It is estimated that there are currently more than 17,000 medical applications available for a Smart-phone, tablet computer or personal digital assistant. These apps can range from calorie counters to programs that let doctors view medical scans on their phones.
The FDA is proposing to regulate some of those applications, specifically any app that helps to diagnose, treat or prevent a disease or medical condition. Some examples, a medical app. that allows a Doctor to view medical images on their iPad and make a diagnosis, or an app that transforms their smart-phone into an electrocardiography, (ECG), machine that can detect abnormal heart rhythms to determine if a patient is experiencing a heart attack.
“The use of mobile medical applications by health care professionals is revolutionizing health care,” said Dr.

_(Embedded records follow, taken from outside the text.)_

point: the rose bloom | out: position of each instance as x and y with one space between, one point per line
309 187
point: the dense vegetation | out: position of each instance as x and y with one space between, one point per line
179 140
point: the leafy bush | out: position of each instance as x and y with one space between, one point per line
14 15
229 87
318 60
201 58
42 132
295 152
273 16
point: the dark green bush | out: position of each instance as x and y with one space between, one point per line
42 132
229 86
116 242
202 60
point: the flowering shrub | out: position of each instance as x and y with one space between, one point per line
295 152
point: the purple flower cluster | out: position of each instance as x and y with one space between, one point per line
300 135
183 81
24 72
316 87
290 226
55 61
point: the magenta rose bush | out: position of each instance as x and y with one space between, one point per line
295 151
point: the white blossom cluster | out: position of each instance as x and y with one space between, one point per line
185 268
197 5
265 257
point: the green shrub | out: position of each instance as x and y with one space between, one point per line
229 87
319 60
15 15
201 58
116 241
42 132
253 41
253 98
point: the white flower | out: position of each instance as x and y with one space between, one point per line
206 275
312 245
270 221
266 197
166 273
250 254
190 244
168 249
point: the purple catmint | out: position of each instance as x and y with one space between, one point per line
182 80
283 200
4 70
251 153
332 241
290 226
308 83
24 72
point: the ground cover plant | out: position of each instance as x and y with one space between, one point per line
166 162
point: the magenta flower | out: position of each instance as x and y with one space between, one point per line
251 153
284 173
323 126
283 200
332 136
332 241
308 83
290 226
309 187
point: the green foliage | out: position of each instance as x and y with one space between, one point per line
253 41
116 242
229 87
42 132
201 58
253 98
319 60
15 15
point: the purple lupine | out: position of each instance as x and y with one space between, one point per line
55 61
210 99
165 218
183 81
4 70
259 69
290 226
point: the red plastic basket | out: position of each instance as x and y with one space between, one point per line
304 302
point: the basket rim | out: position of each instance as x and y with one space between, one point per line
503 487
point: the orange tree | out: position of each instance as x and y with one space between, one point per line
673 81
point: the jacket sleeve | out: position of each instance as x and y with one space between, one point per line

Bakul Patel, an FDA policy advisor in the Center for Devices and Radiological Health. “But inaccurate information can present a significant health risk to patients.”
There are advantages to using medical apps, but consumers and health care professionals should have a balanced awareness of the benefits and risks,” Patel says. Apps can give consumers valuable health information in seconds and are opening innovative ways for technology to improve health care, Patel says. However, the small group of mobile medical apps FDA proposes to oversee present a potential risk—these apps may impact how a currently regulated medical device (such as an ultrasound) performs, he adds. “We want to hear from as many consumers, advocacy groups, health care professionals, and software creators and distributors as possible to help us finalize the proposed guidelines,” Patel says.